Kemendikbud Ngebut, Guru-Dosen
Kalang Kabut
Oleh:
ALBERTUS FIHARSONO, S.Pd., M.Hum.
Terus terang, saya lumayan bingung memilih judul
untuk tulisan ini. Bingung mau pilih yang mana; “kemendikbud malas, guru-dosen
kerja keras”, atau “kemendikbud
ngebut,
guru-dosen kalang kabut” atau “kemendikbud
ngebut,
guru-dosen benjut”. Tak tahulah, mana yang lebih pas.
Yang jelas saya gerah
dengan kebijakan
kemendikbud
yang suka ngebut, tetapi malas dan berorientasi jalan pintas. Para pejabat di kemendikbud
sukanya
membuat syarat kelulusan yang serba ideal secara nasional, tetapi kemudian
kembali duduk di kursi
mereka
yang empuk sambil terkantuk-kantuk. Mereka tidak tahu bahwa di luar sana, di kota-kota kecil,
di kampung-kampung, di daerah-daerah pedalaman dan perbatasan, guru-dosen menjadi
kalang kabut memenuhi tuntutan kemendikbud
yang selalu ingin ngebut.
Hebatnya, walau gaji
seringkali hanya sampai tanggal lima belas, kredit motor juga belum lunas, guru-dosen
tetap mau bekerja keras, mendidik siswa-mahasiswa dengan penuh ikhlas. Padahal hati
mereka menangis, karena mereka tahu betul, pencapaian siswa-mahasiswa mereka
hampir pasti tak akan bisa menembus syarat lulus. Ya, syarat lulus semakin tak
tertembus, sementara suasana belajar masih diliputi rasa was-was, takut tertimpa
robohnya atap kelas. Fasilitas pun serba terbatas.
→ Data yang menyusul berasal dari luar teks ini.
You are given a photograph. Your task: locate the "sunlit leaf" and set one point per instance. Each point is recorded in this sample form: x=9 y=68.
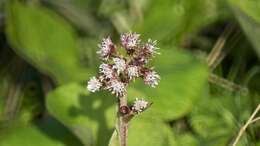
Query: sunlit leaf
x=45 y=40
x=183 y=81
x=46 y=133
x=248 y=15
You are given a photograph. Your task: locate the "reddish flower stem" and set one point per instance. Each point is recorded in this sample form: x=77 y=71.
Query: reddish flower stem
x=122 y=122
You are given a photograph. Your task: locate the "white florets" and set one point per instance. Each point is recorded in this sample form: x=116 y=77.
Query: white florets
x=106 y=47
x=119 y=65
x=151 y=78
x=140 y=105
x=132 y=72
x=130 y=40
x=106 y=70
x=94 y=84
x=151 y=47
x=116 y=87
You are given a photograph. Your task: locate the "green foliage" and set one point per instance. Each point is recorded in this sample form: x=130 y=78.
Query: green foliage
x=46 y=40
x=248 y=15
x=47 y=132
x=57 y=41
x=183 y=81
x=92 y=117
x=220 y=117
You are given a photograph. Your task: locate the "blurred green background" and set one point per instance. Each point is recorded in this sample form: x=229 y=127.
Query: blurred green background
x=209 y=67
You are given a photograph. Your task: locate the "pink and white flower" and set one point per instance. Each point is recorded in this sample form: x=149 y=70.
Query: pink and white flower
x=132 y=71
x=119 y=65
x=151 y=78
x=150 y=47
x=140 y=105
x=116 y=87
x=106 y=48
x=94 y=84
x=106 y=70
x=130 y=40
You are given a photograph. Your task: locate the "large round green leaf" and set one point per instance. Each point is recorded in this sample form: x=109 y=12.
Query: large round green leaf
x=183 y=81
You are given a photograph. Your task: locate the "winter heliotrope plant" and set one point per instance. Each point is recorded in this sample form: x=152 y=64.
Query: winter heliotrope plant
x=117 y=71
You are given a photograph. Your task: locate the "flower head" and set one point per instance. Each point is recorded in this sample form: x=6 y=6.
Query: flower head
x=151 y=78
x=116 y=70
x=139 y=105
x=150 y=48
x=106 y=70
x=106 y=48
x=94 y=84
x=132 y=71
x=119 y=65
x=130 y=40
x=116 y=87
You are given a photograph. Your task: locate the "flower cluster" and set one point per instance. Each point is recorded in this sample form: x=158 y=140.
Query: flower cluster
x=140 y=105
x=116 y=71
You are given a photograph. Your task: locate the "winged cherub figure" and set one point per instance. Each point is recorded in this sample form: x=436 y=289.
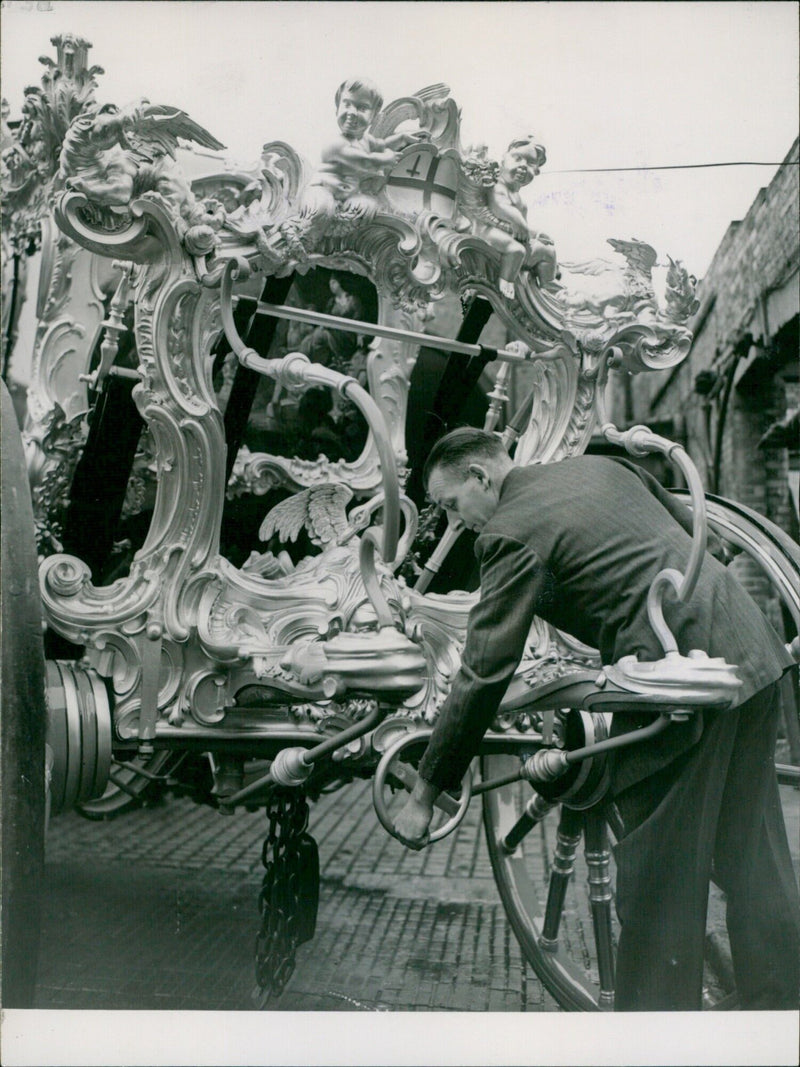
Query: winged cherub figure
x=491 y=197
x=320 y=510
x=113 y=155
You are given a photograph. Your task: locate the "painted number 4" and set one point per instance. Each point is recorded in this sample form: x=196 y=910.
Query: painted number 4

Mungkin sekali-kali para pejabat kemendikbud, termasuk Pak
Menteri,
yang berkantor nun jauh di
Jakarta sana, perlu beranjak dari
kursi empuk dan jalan-jalan menengok sekolah-sekolah di pedalaman, misalnya
saja di sekitar Merauke-Papua. Saya rekomendasikan beberapa tempat yang saya
tahu, Distrik Kimaam, Jagebob,
atau Okaba, misalnya. Saya juga siap menemani, dengan senang hati.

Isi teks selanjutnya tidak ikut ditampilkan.